Als meine Ex und ich noch zusammen lebten haben wir als unser Ältester ein Jahr alt war unsere zwei Autos abgeschafft. Erst das eine und als wir merkten es geht sehr gut ohne auch das andere.

Drei Jahre später bekam ich dann einen Firmenwagen aber bis dahin haben wir ausschließlich im Urlaub auf einen Mietwagen zurück gegriffen und den Alltag mit Fahrrad, Öffentlichen und zu Fuß organisiert.

Man muss besser planen als wenn das Auto bequemerweise vor der Tür steht aber das ist auch alles.

Auf Flugreisen (abgesehen von Dienstreisen) haben wir von dem Moment an ebenfalls verzichtet.

Dazu kleinere Einschränkungen im Alltagsleben die aber nicht weiter ins Gewicht fallen weil man sich sehr schnell daran gewöhnt.

Gruß

  • Hallo,

    das hängt aber stark davon ab wo man wohnt...
    Lass mich raten ihr wohnt mitten in der Stadt?

    Bei uns würde das so überhauptnicht funktionieren.

    LG
    regengucker

    • Natürlich hängt es davon ab wo man lebt und wie die weiteren Lebensumstände sind aber das ist immer so, ich denke darüber muss man nicht extra diskutieren.

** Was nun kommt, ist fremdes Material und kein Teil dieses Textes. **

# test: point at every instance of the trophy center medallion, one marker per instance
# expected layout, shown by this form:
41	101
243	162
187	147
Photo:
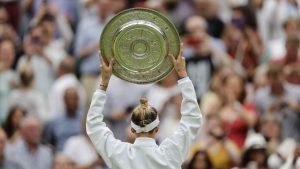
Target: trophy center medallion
139	49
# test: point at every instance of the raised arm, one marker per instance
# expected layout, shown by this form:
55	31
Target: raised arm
178	144
100	135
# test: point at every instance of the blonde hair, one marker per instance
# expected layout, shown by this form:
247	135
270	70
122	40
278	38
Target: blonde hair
143	114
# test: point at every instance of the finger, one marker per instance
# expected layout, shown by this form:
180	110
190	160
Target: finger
181	51
172	57
111	63
103	60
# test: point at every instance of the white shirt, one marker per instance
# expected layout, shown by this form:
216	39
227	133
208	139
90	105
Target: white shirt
145	153
157	95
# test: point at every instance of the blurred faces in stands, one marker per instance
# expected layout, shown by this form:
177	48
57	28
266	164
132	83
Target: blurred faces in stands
31	130
7	54
71	101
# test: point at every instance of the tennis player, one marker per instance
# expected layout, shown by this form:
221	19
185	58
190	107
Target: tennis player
144	153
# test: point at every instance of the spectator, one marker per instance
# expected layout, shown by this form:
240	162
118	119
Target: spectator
28	152
5	162
291	60
62	162
84	156
222	152
65	79
200	160
13	12
294	160
277	47
52	48
243	44
63	127
205	58
282	100
8	77
12	124
119	102
41	64
209	10
87	45
255	155
270	128
237	115
27	97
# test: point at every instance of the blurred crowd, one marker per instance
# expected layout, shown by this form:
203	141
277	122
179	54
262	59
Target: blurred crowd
242	57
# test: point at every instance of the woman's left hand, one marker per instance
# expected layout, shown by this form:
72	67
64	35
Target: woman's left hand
106	71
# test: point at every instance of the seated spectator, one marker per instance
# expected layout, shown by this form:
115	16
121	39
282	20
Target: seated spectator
35	56
5	162
87	44
283	152
282	100
200	160
223	153
68	124
8	77
204	58
12	124
62	162
291	60
277	46
255	154
52	48
237	115
26	96
84	156
28	152
270	128
65	79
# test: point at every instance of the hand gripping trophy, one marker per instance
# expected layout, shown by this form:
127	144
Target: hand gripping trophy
142	46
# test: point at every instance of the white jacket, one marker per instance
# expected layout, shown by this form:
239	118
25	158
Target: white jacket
145	153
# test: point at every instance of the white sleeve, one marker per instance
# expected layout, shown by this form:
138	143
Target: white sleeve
176	147
100	135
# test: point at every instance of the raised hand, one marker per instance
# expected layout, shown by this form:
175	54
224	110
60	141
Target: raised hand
179	63
106	71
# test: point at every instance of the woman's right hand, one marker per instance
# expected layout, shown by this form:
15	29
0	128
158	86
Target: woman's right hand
179	63
106	71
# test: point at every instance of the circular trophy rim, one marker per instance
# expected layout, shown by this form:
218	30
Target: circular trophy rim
166	20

      Lebe ich in einem kleinen Dorf am Ende der Welt wäre es sicher ungeschickt auf das Auto zu verzichten, dafür gibt es in Sachen selbstangebautes Gemüse/Obst bzw. Hofladenkäufe ganz andere Möglichkeiten als in der Stadt.

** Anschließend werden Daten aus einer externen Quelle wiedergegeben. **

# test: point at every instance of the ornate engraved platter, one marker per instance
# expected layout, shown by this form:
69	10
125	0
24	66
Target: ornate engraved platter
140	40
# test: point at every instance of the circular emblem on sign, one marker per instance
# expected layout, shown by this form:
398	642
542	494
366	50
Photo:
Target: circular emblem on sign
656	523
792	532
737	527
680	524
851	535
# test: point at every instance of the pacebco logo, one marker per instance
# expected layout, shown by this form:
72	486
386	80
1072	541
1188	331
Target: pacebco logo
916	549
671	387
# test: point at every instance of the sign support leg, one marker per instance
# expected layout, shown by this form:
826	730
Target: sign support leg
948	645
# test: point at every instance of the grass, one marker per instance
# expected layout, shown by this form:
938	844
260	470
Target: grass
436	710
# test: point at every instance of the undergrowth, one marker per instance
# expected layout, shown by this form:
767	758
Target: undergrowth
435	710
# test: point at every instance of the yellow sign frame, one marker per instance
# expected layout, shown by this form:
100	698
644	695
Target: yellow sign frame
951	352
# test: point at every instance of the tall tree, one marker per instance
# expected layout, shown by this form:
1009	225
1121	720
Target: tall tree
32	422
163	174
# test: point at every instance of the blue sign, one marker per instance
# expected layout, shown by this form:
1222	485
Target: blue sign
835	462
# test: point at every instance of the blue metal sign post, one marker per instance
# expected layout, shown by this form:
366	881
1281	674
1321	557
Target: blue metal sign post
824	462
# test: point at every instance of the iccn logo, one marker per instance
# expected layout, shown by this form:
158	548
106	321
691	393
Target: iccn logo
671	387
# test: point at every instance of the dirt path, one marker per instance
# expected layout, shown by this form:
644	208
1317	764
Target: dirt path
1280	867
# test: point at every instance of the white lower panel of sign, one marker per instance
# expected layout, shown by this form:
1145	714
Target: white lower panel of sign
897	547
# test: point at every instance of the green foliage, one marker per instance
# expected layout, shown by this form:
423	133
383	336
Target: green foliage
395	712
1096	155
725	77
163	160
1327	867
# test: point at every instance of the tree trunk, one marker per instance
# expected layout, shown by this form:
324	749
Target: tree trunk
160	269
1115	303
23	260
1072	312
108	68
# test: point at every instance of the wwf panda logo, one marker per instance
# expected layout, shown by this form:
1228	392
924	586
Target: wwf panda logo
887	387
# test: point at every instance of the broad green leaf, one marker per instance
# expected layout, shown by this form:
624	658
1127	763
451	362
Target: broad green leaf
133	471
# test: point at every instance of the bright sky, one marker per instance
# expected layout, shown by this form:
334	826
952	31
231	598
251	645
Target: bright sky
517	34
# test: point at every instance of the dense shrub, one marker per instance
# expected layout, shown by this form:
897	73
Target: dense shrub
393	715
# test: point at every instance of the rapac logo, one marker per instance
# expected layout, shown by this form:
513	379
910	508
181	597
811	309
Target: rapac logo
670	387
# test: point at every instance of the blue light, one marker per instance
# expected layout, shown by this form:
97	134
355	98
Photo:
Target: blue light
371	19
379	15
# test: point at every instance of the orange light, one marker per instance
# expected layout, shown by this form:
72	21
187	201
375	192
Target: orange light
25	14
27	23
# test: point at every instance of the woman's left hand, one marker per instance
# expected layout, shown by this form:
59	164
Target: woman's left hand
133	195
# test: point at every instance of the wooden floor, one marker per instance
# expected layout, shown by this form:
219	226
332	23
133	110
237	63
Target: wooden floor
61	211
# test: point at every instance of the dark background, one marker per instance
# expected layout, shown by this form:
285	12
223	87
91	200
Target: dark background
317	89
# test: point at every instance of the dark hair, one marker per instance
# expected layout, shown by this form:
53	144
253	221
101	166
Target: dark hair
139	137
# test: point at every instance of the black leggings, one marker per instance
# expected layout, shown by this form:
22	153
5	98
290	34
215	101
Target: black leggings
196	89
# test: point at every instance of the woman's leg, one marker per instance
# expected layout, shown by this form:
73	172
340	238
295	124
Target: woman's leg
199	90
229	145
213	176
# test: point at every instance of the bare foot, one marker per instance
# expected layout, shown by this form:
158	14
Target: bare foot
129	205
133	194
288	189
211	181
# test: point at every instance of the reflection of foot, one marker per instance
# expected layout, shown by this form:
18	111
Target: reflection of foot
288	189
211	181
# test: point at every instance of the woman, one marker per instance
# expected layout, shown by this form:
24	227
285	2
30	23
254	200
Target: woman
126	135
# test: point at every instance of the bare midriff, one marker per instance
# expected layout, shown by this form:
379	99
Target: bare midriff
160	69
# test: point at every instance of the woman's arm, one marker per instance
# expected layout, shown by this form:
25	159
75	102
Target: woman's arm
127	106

      Jeder muss für sich und seine Lebensumstände schauen was er tun kann.

      • Da hast du wohl recht.

        Bei uns nicht im sondern sogar noch "hinterm" Dorf mit 3,5 km bis zur nächsten Einkaufsmöglichkeit bzw. 6 km zum Doc und zwei kleinen Kindern geht es ohne Auto nicht.

        Dafür haben wir Obst und Gemüse im Garten und zB. Marmelade hab ich seit 10 Jahren nicht mehr gekauft.

        Aber wie du schon sagst, jeder im Rahmen seiner Möglichkeiten.

        LG

(20) 22.11.12 - 20:15

Öhm....wer redet denn bitte davon seinen konsum reduzieren zu wollen??

Wo hast du denn diese bescheidene weißheit her?

(22) 22.11.12 - 21:01

Hi,

ich fände den Grundsatz "verantwortungsvoll konsumieren" besser.

Ohne Ausbeute von Menschen, Tieren oder Umwelt.

  • Hallo,
    ist das überhaupt zu schaffen, ohne dass man *im Wald* lebt?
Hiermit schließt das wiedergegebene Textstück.